No promise to call back. No thank you for calling. I was sure that Phil’s dreams were filled with the desire for unlimited power.

“This is Leonid McGill calling,” I said. “I’ve tried to get to you every way I know, Mr. Tyler, but you’ve snubbed me over and over again. So let’s try this: either you come to my office tomorrow morning or I go to the police tomorrow afternoon.”

I felt satisfied for the first time in many days.

Going down to the utility closet, I pulled out a folding cot, set it up in the aisle and stretched out. I was asleep before my eyes were fully closed.

48

Dreaming is the true genius of man, my father told me one night after one motherfucker of a nightmare. I was six years old and the previous evening I had seen the fifties science-fiction classic The Fifty-Foot Woman. She was chasing me down Broadway. The streets were deserted and my breath was ragged enough that my lungs felt like tattered paper. When my father picked me up I was still screaming. I held on to him so tight that my arms and fingers ached. But I wouldn’t let go. Old Tolstoy carried me to his favorite chair and cradled me, waiting for the sobs and shaking to subside. When I was a little calmer he told me about dreams and genius. He didn’t try to lessen the effect of the dream itself. No. He accepted the fear, and so I did, too. He hailed my shuddering experience as brilliance.

That morning, on the cot in my office hall, I was more than half the way to consciousness but my eyes were still shut and the realm of dreams was close at hand. My thoughts were images instead of logical systems. There was a commune on an upstate farm and a cowboy hitching his palomino to a rail set out just for him. A man wearing a tuxedo but with the cowboy’s face came out through the swinging doors (the commune had become a saloon). The front wall of the establishment came loose from the rest of the building and fell on the two men. The horse was crushed but the fancy gentleman was standing in the doorway, and the broncobuster happened to be situated beneath an open window. They were both standing there unharmed, with dust from the heavy impact rising around them.

“Mr.

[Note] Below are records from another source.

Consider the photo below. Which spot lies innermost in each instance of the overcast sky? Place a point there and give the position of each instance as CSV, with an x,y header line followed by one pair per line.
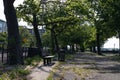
x,y
2,16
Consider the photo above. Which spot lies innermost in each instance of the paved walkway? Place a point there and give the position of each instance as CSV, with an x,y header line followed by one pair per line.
x,y
40,72
101,68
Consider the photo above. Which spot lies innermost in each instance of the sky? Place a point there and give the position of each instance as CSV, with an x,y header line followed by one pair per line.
x,y
110,43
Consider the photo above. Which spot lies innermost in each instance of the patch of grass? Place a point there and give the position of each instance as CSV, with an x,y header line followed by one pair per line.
x,y
83,73
18,73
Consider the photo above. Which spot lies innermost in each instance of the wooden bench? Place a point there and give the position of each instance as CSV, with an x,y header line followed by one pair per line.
x,y
47,60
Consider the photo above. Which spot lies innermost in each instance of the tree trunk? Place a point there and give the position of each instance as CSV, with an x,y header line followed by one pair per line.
x,y
37,36
98,43
14,47
52,42
56,42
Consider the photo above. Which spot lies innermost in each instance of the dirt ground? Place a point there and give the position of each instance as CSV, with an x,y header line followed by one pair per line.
x,y
88,66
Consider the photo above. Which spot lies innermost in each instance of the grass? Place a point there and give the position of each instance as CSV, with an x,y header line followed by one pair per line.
x,y
34,61
83,73
116,57
15,74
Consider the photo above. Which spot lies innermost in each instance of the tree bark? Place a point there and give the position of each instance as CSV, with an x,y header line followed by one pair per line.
x,y
14,43
52,42
98,43
37,36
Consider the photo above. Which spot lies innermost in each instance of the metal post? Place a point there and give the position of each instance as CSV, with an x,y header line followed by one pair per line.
x,y
2,52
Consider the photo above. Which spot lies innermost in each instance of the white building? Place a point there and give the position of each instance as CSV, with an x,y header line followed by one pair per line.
x,y
3,26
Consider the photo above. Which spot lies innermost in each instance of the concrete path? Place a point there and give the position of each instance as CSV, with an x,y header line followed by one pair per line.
x,y
40,72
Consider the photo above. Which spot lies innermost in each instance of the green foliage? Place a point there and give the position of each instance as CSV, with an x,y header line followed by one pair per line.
x,y
26,10
26,37
46,39
3,38
32,61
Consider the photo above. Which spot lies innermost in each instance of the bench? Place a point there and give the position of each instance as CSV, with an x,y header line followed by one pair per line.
x,y
47,60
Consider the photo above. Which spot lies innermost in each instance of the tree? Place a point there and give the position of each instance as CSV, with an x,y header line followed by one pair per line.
x,y
25,37
30,12
14,47
111,16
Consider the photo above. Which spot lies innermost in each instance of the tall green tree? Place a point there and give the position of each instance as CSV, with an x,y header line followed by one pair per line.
x,y
111,16
30,12
14,47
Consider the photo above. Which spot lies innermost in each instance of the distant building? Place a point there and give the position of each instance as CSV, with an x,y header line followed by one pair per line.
x,y
3,26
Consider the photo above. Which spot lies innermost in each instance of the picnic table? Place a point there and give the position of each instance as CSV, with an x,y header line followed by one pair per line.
x,y
47,60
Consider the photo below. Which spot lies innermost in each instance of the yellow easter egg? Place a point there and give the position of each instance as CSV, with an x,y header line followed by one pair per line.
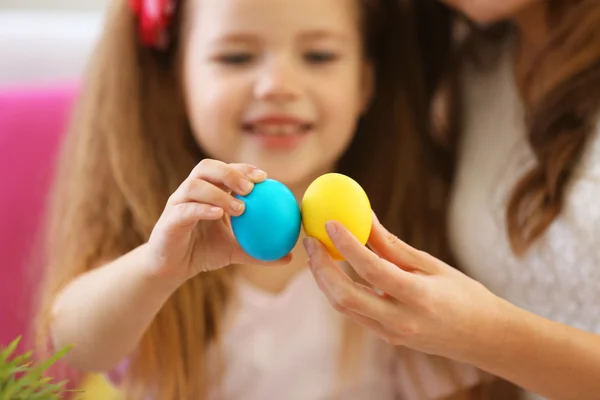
x,y
336,197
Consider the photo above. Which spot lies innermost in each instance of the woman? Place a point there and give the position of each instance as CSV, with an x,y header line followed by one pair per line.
x,y
523,216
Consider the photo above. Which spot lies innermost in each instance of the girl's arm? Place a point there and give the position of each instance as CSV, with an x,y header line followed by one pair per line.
x,y
429,306
105,312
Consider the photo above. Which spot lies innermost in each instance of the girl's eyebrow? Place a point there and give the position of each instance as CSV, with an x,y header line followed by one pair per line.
x,y
317,34
250,38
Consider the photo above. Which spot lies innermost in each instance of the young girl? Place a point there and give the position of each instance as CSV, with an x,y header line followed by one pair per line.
x,y
187,103
524,213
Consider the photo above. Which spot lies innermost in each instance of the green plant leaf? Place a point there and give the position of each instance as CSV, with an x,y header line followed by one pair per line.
x,y
20,379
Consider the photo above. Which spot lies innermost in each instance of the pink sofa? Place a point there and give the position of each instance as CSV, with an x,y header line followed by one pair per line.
x,y
32,121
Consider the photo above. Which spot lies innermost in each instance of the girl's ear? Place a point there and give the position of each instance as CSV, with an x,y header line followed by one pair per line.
x,y
367,86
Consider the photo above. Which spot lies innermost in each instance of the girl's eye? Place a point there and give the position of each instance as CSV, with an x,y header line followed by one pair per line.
x,y
320,57
235,58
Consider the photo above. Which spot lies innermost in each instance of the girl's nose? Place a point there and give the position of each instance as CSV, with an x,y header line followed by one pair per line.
x,y
278,82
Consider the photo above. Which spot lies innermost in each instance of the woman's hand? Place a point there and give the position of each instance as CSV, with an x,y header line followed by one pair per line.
x,y
194,232
426,304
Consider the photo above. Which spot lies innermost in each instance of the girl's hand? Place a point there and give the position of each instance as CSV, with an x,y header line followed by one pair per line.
x,y
427,305
194,232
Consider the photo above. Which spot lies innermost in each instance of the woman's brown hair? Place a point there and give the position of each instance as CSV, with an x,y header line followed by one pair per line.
x,y
560,91
130,146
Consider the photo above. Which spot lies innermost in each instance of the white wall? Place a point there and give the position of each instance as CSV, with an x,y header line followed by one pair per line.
x,y
47,41
52,4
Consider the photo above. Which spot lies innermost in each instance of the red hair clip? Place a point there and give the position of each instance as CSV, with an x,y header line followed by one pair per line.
x,y
154,19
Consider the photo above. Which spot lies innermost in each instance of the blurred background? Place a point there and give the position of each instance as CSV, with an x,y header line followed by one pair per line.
x,y
45,41
44,48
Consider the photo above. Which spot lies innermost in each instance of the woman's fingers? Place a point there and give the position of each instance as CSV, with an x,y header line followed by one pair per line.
x,y
380,273
342,292
389,246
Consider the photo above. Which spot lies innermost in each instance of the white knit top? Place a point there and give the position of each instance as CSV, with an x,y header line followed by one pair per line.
x,y
559,278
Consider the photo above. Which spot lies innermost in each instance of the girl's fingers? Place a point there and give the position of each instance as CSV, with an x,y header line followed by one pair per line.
x,y
203,192
239,178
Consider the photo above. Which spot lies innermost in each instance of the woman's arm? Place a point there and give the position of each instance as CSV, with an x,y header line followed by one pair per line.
x,y
431,307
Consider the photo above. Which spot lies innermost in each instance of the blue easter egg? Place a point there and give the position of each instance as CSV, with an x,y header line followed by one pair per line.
x,y
270,225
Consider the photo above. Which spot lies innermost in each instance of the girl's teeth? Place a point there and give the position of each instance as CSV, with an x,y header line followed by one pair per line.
x,y
281,130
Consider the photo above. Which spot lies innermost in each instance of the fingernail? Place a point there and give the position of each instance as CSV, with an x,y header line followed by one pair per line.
x,y
237,205
331,228
309,245
245,185
375,217
258,174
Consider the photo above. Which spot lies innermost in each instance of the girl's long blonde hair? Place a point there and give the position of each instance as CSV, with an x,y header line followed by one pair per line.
x,y
130,146
561,95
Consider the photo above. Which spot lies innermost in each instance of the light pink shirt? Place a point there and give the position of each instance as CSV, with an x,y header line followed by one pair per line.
x,y
285,346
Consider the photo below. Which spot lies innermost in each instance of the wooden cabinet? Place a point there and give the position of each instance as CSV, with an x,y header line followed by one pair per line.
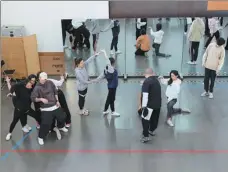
x,y
21,54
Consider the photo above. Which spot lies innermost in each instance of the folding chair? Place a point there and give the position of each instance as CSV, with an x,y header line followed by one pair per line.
x,y
6,72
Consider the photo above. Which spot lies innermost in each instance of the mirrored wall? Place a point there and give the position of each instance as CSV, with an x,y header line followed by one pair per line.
x,y
163,44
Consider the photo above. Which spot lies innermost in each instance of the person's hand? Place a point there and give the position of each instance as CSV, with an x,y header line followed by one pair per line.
x,y
9,95
97,53
217,72
62,77
160,77
44,101
58,104
7,79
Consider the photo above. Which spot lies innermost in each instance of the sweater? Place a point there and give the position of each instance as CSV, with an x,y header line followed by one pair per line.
x,y
82,77
143,42
173,90
158,36
196,30
214,57
111,74
213,24
95,26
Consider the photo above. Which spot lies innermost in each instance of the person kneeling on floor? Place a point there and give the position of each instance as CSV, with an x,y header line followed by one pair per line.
x,y
46,93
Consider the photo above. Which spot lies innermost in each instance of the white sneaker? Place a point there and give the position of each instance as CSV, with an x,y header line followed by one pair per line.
x,y
40,141
64,129
115,114
211,96
204,94
28,127
85,112
8,136
58,134
25,129
190,62
118,52
170,123
105,112
67,125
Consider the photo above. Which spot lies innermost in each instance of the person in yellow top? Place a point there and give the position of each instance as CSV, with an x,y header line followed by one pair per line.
x,y
142,44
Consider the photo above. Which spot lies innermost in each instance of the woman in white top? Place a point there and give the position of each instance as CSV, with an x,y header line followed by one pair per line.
x,y
213,24
172,94
61,97
158,38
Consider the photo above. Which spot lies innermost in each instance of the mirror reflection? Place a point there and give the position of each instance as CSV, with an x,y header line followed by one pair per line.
x,y
83,38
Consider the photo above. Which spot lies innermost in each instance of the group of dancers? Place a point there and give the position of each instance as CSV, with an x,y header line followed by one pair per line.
x,y
80,34
51,110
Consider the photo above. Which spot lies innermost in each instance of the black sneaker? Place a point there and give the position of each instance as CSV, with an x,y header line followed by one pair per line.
x,y
145,139
152,133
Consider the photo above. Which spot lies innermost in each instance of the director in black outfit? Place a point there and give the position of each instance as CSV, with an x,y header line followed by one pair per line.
x,y
151,99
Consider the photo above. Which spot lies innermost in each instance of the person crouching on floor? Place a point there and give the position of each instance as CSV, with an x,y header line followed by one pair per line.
x,y
46,93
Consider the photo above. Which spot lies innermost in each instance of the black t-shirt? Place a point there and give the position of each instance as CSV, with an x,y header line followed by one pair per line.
x,y
22,100
152,86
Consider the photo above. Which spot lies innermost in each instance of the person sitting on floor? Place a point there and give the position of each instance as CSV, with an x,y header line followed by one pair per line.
x,y
142,44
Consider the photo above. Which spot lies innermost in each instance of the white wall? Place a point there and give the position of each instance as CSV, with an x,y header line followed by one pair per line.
x,y
43,18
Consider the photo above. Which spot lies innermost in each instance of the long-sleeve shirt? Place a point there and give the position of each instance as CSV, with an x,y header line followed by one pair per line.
x,y
214,57
21,99
57,83
213,24
47,91
173,90
82,77
95,26
196,30
158,36
143,42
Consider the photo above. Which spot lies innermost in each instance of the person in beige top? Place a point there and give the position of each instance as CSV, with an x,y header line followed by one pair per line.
x,y
195,34
213,60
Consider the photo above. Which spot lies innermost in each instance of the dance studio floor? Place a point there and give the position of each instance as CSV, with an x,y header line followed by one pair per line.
x,y
198,142
174,43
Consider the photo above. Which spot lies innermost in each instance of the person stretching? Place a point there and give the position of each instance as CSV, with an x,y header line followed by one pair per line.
x,y
172,94
111,74
82,80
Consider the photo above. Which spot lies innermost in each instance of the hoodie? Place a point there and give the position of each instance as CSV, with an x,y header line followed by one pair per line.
x,y
173,90
196,30
111,74
82,77
95,26
47,91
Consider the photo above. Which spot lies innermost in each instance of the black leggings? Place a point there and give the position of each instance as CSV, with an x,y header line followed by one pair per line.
x,y
216,34
47,118
151,124
81,98
110,99
22,115
140,52
171,110
194,50
95,39
209,75
64,106
114,43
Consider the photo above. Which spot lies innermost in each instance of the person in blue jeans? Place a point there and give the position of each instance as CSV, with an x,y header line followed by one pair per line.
x,y
111,75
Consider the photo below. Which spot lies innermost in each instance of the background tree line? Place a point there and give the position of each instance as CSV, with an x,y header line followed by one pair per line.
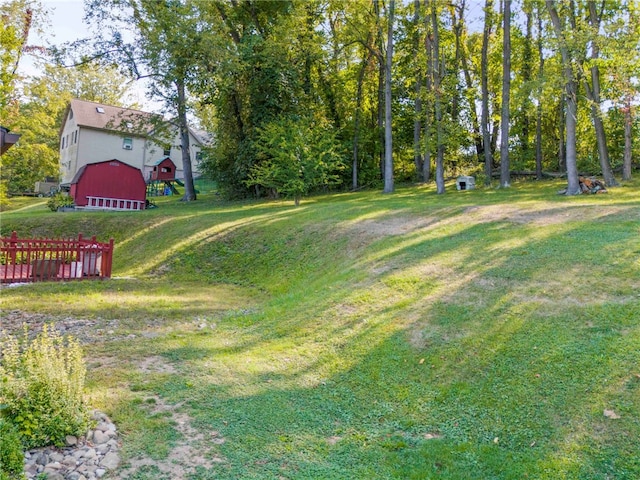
x,y
298,92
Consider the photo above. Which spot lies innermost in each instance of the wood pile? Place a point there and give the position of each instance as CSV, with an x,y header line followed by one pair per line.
x,y
589,185
592,185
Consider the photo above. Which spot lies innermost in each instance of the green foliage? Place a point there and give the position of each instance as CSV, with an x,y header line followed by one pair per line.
x,y
296,156
11,455
367,336
40,114
59,200
42,387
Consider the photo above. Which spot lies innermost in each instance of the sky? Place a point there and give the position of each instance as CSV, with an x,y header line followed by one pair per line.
x,y
64,24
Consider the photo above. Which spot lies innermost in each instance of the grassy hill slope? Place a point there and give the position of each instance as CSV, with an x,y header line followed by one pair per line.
x,y
476,335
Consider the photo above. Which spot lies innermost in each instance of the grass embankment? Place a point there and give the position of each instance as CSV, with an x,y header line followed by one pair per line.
x,y
475,335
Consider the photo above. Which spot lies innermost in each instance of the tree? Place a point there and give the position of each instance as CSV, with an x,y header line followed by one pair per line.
x,y
297,155
15,24
571,97
158,41
39,116
505,179
436,70
486,135
593,94
388,134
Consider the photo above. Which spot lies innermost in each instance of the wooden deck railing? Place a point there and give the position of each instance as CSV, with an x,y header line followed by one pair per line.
x,y
35,260
106,203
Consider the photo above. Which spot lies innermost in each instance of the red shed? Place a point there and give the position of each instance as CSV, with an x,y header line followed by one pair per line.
x,y
110,185
164,169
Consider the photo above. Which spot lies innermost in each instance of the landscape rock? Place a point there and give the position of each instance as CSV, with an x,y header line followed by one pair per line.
x,y
90,457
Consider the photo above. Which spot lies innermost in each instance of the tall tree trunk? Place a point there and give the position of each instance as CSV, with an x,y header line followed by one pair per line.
x,y
388,134
417,121
428,41
593,94
437,79
539,106
505,177
562,122
381,74
189,188
358,114
471,100
527,69
628,123
484,68
571,94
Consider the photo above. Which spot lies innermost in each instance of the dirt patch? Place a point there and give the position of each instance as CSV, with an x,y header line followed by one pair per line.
x,y
539,217
155,364
194,448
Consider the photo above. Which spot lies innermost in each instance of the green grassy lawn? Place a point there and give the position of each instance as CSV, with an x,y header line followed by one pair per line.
x,y
475,335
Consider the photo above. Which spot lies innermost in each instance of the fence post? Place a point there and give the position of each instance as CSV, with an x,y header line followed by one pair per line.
x,y
13,247
107,260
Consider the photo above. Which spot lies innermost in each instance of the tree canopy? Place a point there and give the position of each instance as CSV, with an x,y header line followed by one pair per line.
x,y
248,70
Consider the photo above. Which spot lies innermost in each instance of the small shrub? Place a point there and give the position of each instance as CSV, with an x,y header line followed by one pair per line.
x,y
42,387
59,200
11,455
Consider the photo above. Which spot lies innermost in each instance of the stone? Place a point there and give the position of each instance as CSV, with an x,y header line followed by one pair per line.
x,y
55,457
110,461
100,437
91,453
54,476
79,460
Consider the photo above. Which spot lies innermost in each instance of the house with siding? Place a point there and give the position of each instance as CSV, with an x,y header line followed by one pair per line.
x,y
92,132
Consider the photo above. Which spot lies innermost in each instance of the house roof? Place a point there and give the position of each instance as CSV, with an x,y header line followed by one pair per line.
x,y
107,117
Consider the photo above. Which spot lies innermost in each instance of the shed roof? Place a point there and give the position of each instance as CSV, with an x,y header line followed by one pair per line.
x,y
76,177
155,164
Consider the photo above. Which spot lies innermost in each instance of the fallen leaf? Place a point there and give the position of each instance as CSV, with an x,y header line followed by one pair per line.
x,y
611,414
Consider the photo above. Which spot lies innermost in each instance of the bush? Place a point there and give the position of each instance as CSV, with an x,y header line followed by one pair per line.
x,y
59,200
11,455
42,387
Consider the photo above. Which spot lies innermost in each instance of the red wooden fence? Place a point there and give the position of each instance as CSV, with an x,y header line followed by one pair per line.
x,y
35,260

McGill.”

Cowboys and communes (a word which rhymed with saloon). And then there were peas in a pod and dumb luck, two phrases somehow having the same meaning in my dream.

“Mr. McGill,” a different voice said.

I realized for the first time clearly how difficult constructing a poem must be.

I opened my eyes. Iran Shelfly and Mardi Bitterman stood over me. Their proximity — and me in a bed in a perpetually empty office space — threatened to become my second first draft of a poem that morning.

“Hey,” I said.

Iran had on a mustard suit and a yellow T-shirt, both close-fitting, of course. The ethereal Mardi’s dress was cream and crowded with rose-colored roses. I inhaled through my nostrils, expecting the scent of those flowers to narcotize me.

“Time to get up, boss,” she said.

I sat up, fully dressed except for my shoes. I was hungover but hadn’t had a drink. I was an elite mercenary armed with nothing but poetry.

“What time is it?”

“Eight twenty-one,” the ex-con told me.

I scanned the floor, focused on my shoes. Before I could lunge Mardi bent down and actually slipped the boatlike brogans onto my still-stockinged feet. This action soothed someplace deep inside.

“Cyril Tyler is in the outer office,” she said, looking up at my satisfaction.

“What?”

“He was waiting at the door when Iran and I got here,” she continued. “We told him that you weren’t in yet. I didn’t think you were until I realized that only one lock was on.”

“Why didn’t he use the ringer?”

“He was pressing it when we walked up to him.”